February 17, 2003

Rampant speculation

It occurs to me I haven't done a lot of whacked out speculating in a while, so let me give it a shot.

Those with the PCI variant Linksys device (the WMP54G) may have an opportunity that those of us with the Cardbus device may not.

Remember that the Apple device is mini-PCI. Electrically there is absolutely no difference whatsoever between true mini-PCI and regular PCI. It's all just wiring.

Apple's Airport Extreme module isn't true mini-PCI, but I would not be at all surprised if all they did was rearrange some of the pins and remove some of the unnecessary ones.

Broadcom makes the chips that make up the functional parts of both devices. But both devices have different PCI vendor and device ID numbers. So there's clearly a ROM of some sort (actually according to Broadcom's Product Brief, it's a 1 kilobit ROM with a lot more than just those two numbers).

So the big question of the day is this: how similar are the two implementations?
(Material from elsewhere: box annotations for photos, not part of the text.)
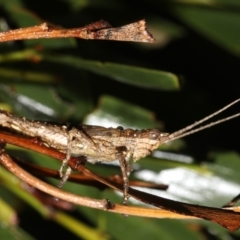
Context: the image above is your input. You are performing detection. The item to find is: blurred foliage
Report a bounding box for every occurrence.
[0,0,240,240]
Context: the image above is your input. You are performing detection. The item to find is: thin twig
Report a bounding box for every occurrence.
[0,20,155,43]
[0,150,194,219]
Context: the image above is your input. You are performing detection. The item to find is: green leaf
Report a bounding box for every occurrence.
[85,95,160,129]
[43,55,180,91]
[0,223,34,240]
[174,6,240,56]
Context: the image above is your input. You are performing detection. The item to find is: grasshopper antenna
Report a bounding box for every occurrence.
[164,98,240,143]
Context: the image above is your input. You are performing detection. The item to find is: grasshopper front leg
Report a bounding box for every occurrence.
[116,146,132,205]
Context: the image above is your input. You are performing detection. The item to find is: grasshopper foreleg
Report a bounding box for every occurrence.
[116,146,132,205]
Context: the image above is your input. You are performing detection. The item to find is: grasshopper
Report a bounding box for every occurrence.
[0,99,240,204]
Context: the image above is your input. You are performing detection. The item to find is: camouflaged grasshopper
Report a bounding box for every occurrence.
[0,99,240,204]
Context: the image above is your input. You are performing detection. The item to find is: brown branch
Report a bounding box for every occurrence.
[14,158,168,190]
[0,20,155,43]
[0,150,196,219]
[0,132,240,231]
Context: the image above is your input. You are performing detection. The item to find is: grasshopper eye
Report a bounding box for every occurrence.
[149,129,160,140]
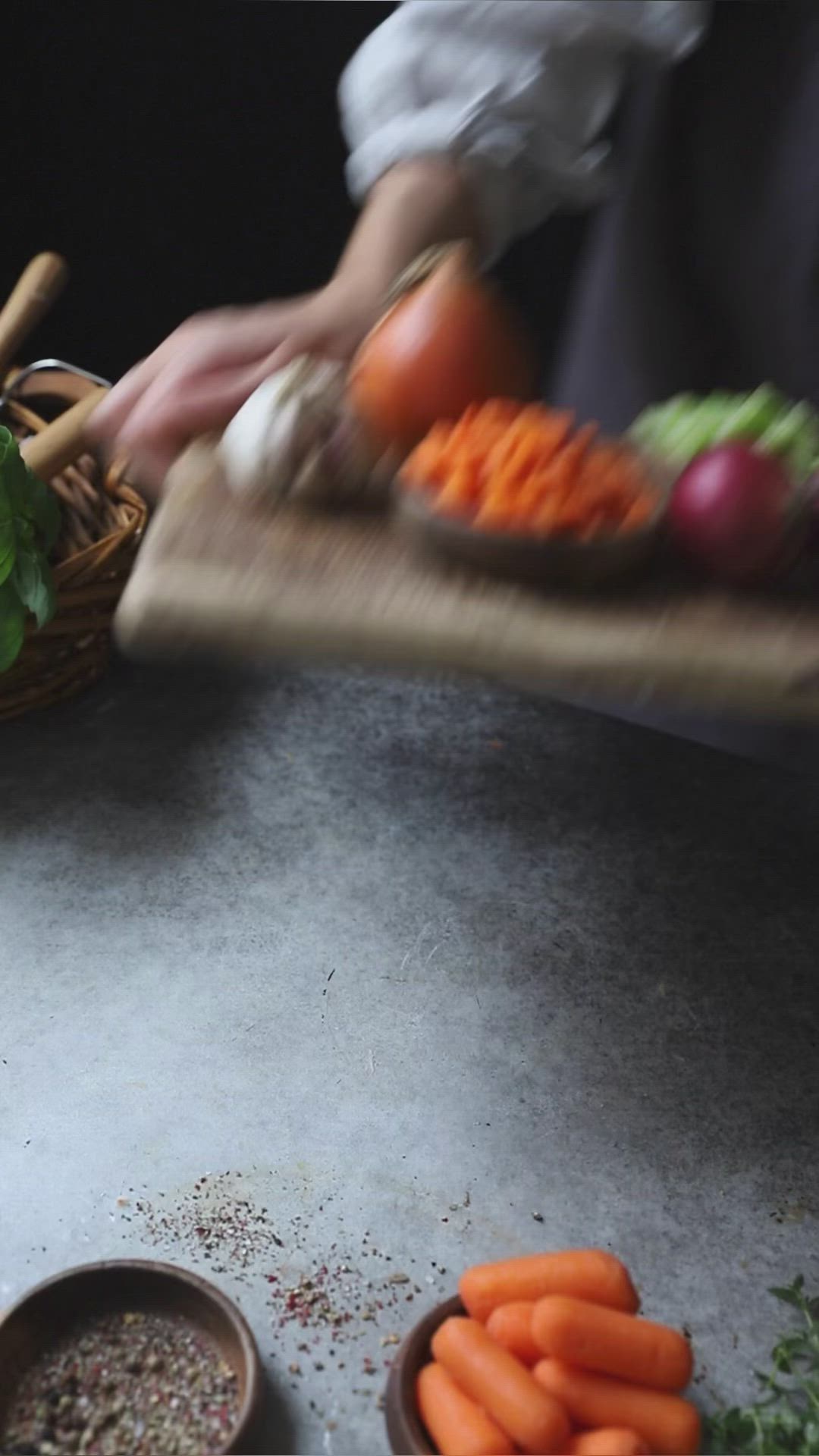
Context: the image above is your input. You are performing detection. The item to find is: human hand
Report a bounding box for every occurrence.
[89,281,378,489]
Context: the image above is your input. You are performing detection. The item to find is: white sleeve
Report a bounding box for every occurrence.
[340,0,708,255]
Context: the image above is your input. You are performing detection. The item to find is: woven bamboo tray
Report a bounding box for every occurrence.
[0,372,149,719]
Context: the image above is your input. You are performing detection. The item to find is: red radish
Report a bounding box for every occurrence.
[669,444,792,581]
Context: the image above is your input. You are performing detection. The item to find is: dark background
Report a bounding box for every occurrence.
[0,0,583,377]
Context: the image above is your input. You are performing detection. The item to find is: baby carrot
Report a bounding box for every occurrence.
[433,1318,570,1456]
[487,1299,545,1366]
[457,1249,640,1320]
[566,1426,648,1456]
[532,1294,694,1391]
[533,1360,699,1456]
[416,1364,514,1456]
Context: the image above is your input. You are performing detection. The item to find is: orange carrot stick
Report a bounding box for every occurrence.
[487,1299,545,1366]
[433,1318,570,1456]
[531,1294,694,1391]
[566,1426,648,1456]
[416,1364,514,1456]
[457,1249,640,1320]
[533,1360,701,1456]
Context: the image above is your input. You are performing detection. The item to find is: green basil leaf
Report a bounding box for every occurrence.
[0,581,25,673]
[0,463,16,582]
[11,551,57,628]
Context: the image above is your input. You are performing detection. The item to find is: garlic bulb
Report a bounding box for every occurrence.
[218,355,384,505]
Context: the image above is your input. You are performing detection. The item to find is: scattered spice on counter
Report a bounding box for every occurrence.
[0,1310,239,1456]
[136,1174,283,1279]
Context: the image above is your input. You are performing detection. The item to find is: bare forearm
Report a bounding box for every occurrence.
[331,157,479,300]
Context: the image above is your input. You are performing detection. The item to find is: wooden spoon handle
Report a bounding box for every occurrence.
[20,388,108,481]
[0,253,68,380]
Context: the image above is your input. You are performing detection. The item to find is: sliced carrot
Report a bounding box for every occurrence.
[533,1358,701,1456]
[457,1249,640,1320]
[416,1364,514,1456]
[431,1318,570,1456]
[487,1299,544,1366]
[531,1294,694,1391]
[566,1426,648,1456]
[400,399,659,540]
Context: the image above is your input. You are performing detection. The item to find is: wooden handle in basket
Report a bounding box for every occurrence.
[20,388,108,481]
[0,253,68,380]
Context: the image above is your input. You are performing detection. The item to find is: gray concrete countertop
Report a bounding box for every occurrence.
[0,667,819,1456]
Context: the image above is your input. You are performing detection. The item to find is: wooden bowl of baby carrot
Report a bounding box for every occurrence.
[398,399,667,587]
[386,1249,701,1456]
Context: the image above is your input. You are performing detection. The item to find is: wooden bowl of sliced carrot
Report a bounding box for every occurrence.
[398,399,669,587]
[386,1249,701,1456]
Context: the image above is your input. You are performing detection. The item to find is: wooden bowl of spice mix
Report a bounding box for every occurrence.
[0,1260,262,1456]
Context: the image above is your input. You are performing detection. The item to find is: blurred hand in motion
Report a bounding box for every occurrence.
[89,157,479,489]
[89,280,378,489]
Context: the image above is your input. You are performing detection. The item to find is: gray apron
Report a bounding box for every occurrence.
[549,0,819,769]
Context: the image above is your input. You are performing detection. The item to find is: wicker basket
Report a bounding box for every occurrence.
[0,370,149,719]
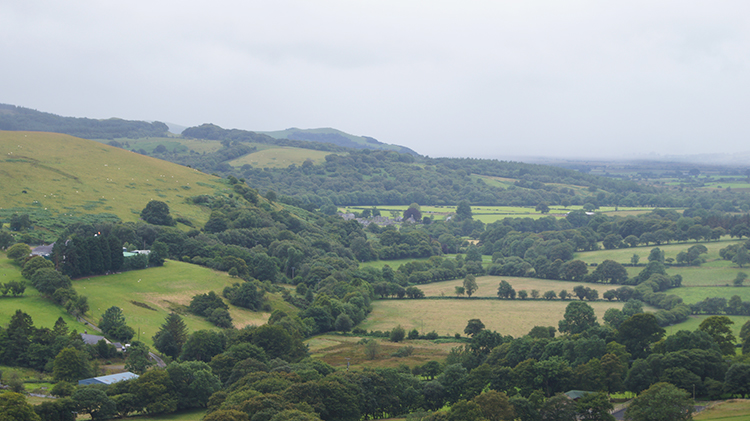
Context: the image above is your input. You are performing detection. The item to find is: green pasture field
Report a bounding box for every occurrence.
[693,399,750,421]
[128,409,208,421]
[93,136,222,154]
[574,236,745,265]
[73,260,295,344]
[575,237,750,288]
[0,253,86,332]
[229,146,331,168]
[0,131,231,225]
[305,334,457,369]
[344,203,672,224]
[668,261,750,286]
[359,257,429,270]
[417,276,624,301]
[358,298,623,337]
[359,254,492,270]
[664,314,750,340]
[667,286,750,304]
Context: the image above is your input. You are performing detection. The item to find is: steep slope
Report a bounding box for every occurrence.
[258,127,418,155]
[0,104,169,139]
[0,131,230,230]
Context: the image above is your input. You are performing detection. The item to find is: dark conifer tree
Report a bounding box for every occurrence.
[107,234,124,272]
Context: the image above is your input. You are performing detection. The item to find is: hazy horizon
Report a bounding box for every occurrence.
[0,0,750,158]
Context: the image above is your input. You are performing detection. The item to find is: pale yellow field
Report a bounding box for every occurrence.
[417,276,622,299]
[0,131,232,225]
[305,334,460,369]
[229,147,331,168]
[358,298,623,337]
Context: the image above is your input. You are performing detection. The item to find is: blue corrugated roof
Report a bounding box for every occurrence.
[78,371,138,386]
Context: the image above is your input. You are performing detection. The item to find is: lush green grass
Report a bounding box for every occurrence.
[575,237,750,288]
[665,315,750,340]
[693,399,750,421]
[575,236,744,265]
[0,131,231,230]
[339,205,680,224]
[73,260,295,343]
[128,409,207,421]
[0,253,86,332]
[669,287,750,304]
[417,276,624,300]
[359,254,492,270]
[0,254,298,343]
[229,146,331,168]
[359,298,623,337]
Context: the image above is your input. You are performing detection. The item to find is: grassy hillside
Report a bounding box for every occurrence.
[257,127,415,154]
[0,131,229,230]
[229,147,331,168]
[0,253,86,332]
[73,260,295,343]
[0,254,298,344]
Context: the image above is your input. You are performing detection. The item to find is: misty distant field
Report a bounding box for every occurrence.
[339,205,664,224]
[229,146,332,168]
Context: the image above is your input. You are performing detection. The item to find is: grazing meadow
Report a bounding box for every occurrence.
[305,334,457,369]
[0,254,298,345]
[359,298,636,337]
[418,276,624,299]
[229,146,331,168]
[693,399,750,421]
[0,131,231,227]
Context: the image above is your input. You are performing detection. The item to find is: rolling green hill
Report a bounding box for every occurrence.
[0,254,297,344]
[258,127,417,155]
[0,131,230,233]
[229,147,338,168]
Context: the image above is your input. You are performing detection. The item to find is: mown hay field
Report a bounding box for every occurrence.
[344,203,672,224]
[417,276,620,299]
[358,298,632,337]
[229,146,332,168]
[0,131,231,226]
[305,334,459,369]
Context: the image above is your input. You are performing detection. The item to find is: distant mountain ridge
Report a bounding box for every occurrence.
[0,103,418,156]
[0,104,169,139]
[258,127,419,156]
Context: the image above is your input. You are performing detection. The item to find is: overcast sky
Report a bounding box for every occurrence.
[0,0,750,158]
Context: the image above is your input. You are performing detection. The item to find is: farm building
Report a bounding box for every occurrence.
[78,371,138,386]
[31,243,55,258]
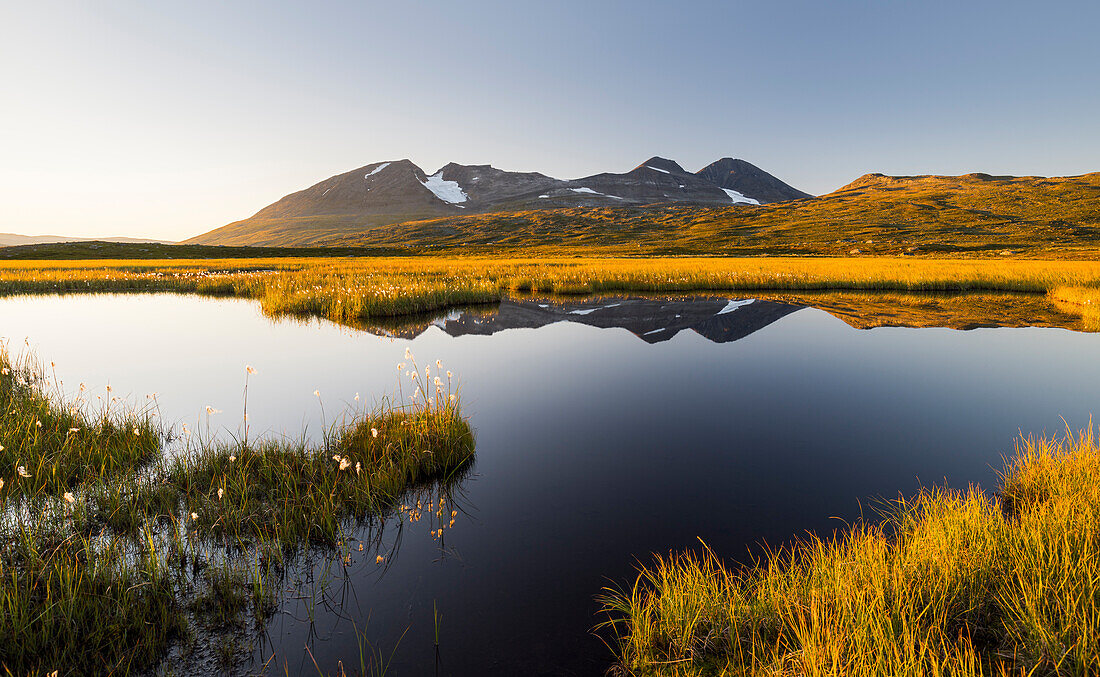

Are they the same except for the contents of the FLASH? If so, then all you'd have to do is reprogram the Linksys card's ROM with the contents of Apple's ROM and all of a sudden it's as if you really do have an actual Apple AirPort Extreme module! The best part of that is that you won't have to engage in the driver hacks to get the driver to work - it will just work!

We CardBus folks aren't so lucky. CardBus devices have a different device identification scheme because of the PCCard legacy they have to live with. So there is no way we'd ever be able to use Apple's FLASH. So the correlary here is that if (when?) Apple releases any "updaters" or other programs that look like they might want to reflash your device, don't do it to your CardBus card! You may be able to do well on a PCI device, but be prepared to have your card destroyed if the reflash procedure doesn't work right.